We all know at this point that it’s important to continue the energy and discussions from conferences to really create progress on important LGBT issues. For that reason, I wanted to point out a theme that supports the great work of the Network. In CC 2011, there was greater of emphasis on health at Creating Change this year than in other years. As evidenced by the many health workshops (for instance) reported by former Program Associate Sasha Kaufmann discussing legislation to protect PLWHIV and Megan Lee reporting on a fantastic program called Project H-E-A-L-T-H to our CC Action Alert on national LGBT data collection to the mention of LGBT benefit from healthcare reform in the State of the Movement address.

Significant Health Theme

You may recall from memory/comparison of the last two conferences, or you can check out our blog entries from past Creating Changes, that 2011 Creating Change had a much larger focus on LGBTQ health than CC 2010. Staff and guest bloggers highlight this theme in their blogs. For instance guest blogging scholar Dean Andersen’s  posts discuss needs for individual and national LGBT health promotion.

Given that our Network’s focus is on health and tobacco, we were very pleased that health was a main focus of CC 2011. That fact could not be any more apparent than from the National Gay and Lesbian Taskforce’s  Executive Director, Rea Carey’s “State of the Movement” speech when she said:

“Healthcare reform will change the lives of more LGBT people than any single piece of legislation we’ve been working on all year.”

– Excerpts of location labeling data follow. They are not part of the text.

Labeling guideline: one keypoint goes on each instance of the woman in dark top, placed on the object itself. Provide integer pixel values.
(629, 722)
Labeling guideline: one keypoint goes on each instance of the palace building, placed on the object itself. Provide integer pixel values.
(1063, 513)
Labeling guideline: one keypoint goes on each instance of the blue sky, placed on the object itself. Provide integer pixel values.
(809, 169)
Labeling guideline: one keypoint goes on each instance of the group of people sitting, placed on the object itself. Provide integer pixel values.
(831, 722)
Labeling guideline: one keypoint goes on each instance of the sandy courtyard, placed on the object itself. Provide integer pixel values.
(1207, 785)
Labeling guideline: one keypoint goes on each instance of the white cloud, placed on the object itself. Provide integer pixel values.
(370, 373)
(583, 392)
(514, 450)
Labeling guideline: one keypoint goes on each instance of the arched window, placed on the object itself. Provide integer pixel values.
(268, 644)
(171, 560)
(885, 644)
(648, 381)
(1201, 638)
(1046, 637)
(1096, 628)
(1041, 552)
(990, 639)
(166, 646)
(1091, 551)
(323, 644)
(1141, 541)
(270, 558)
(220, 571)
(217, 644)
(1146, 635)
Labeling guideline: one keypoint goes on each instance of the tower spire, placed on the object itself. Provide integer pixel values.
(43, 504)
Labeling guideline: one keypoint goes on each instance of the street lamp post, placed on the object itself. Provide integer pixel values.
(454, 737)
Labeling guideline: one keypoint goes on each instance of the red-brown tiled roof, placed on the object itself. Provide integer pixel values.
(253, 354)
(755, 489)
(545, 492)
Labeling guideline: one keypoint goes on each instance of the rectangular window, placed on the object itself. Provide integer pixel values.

How health, policy and research intersect and why that matters

Not only does Rea’s quote emphasize that the most meaningful advancement for LGBT people has been health legislation (which may be surprising and enlightening for many folks to hear), but it speaks to how issues of public policy, LGBT advocacy and health intertwine. The fact that these issues are so connected is common sense in achieving our needs, but also shows the Network is really on the forefront for tackling LGBT inequality as we focus on LGBT data collection/inclusion and health through a social justice lens. For more on what’s being done on the national level around these issues Scout’s blog entry on the workshop provides a wonderful synthesized list from Obama’s appointees speaking directly to these issues. Rea Carey, National Gay and Lesbian Task Force

To echo the theme of healthcare, at this plenary session, the National Gay and Lesbian Task Force/National Center for Transgender Equality report Injustice at Every Turn was distributed to all. As you may know, that was the largest national trans study which I discussed in a previous post which discussed health components at greater length due to our support (i.e. tobacco and alcohol use).

What About Tobacco?

Unfortunately, the issue of LGBT tobacco control was quiet this year apart from our own advocacy. As mentioned, in NCTE’s Mara Keisling’s presention of their joint survey, the Network was praised for our support in including tobacco within the questionnaire. In addition, I am chairing a committee with the National Youth Advocacy Coalition called Youth Kicks, which I discussed in my first CC post as a committee to address LGBT tobacco harm reduction through national media campaign.

Despite quietness on tobacco, it’s important to see how LGBT health overlaps with issues such as tobacco, for instance in terms of data. There was workshop after workshop after workshop about the need to include LGBT people in national data collection at several levels. The reason for this? We all know LGBT people experience disparities, but it’s harder to prove without numbers which is why our activity at Creating Change was to call on the CDC to include LGBT people in national surveys since we are often tabled on general health disparity conversations and have harder case in proving needs for funding without numbers.

Fortunately, it’s becoming much easier to discuss LGBT tobacco issues than ever before with the interconnectedness of policy, health, research and advocacy, so this conference revealed how the time is right to do some great work on these issues.